Addendum May 4, 2014:

(11)   CMS: "we do not have any information that supports or refutes claims that a broader adoption of EHRs can save lives."  (But let's spend hundreds of billions of dollars anyway.)



CMS: "we do not have any information that supports or refutes claims that a broader adoption of EHRs can save lives."  [But let's spend hundreds of billions of dollars anyway.]  Click to enlarge.

--------------------------------------------

Note that these ten points themselves, all I had time to write about this morning, themselves represent a "tip of the iceberg" regarding health IT risks.

In my opinion it's immensely reckless for FDA to make a statement that "products with health management heath IT functions, includes software for health information and data management, medication management, provider order entry, knowledge management, electronic access to clinical results and most clinical decision support software ... are of sufficiently low risk" so as to not warrant formal regulation that is already in place for other healthcare software sectors.

Fortunately, the public gets to comment via this announcement:

Proposed Risk-Based Regulatory Framework and Strategy for Health Information Technology Report; Notice to Public of Availability of the Report and Web Site Location; Request for Comments
http://www.regulations.gov/#!documentDetail;D=FDA_FRDOC_0001-4678

I feel, however, that the decision is a given, and that the health IT industry has such regulatory capture that public comments will be ignored.  (Not that I won't try.)

Finally:

I ponder what ever happened to the inquiry responses about health IT defects and harm sought by the Senate Finance Committee, as reported in the Washington Post:

Electronic medical records draw frequent criticisms
By Alexi Mostrous
Washington Post Staff Writer
Sunday, October 25, 2009

http://www.washingtonpost.com/wp-dyn/content/article/2009/10/24/AR2009102400967.html?hpid%3Dtopnews&sub=AR

... the Senate Finance Committee has amassed a thick file of testimony alleging serious computer flaws from doctors, patients and engineers unhappy with current systems.

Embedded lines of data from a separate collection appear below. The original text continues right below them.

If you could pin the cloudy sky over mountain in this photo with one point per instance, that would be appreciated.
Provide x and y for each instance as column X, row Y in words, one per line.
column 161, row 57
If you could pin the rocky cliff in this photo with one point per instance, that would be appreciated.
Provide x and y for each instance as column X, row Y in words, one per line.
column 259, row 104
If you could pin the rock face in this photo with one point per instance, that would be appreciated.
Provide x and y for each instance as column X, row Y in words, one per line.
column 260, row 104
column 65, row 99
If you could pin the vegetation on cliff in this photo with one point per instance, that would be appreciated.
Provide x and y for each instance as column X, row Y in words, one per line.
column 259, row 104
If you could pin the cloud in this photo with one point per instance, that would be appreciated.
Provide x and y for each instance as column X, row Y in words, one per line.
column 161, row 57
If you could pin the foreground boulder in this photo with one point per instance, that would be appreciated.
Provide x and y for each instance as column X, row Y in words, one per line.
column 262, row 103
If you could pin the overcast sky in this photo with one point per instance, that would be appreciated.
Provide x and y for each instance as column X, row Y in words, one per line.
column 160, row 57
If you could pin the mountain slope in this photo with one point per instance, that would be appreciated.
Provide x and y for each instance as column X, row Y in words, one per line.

On Oct. 16, the panel wrote to 10 major sellers of electronic record systems, demanding to know, for example, what steps they had taken to safeguard patients. "Every accountability measure ought to be used to track the stimulus money invested in health information technology," said Sen. Charles E. Grassley (Iowa), the panel's ranking Republican.

The results of that request seem to have gone to the recycle bin.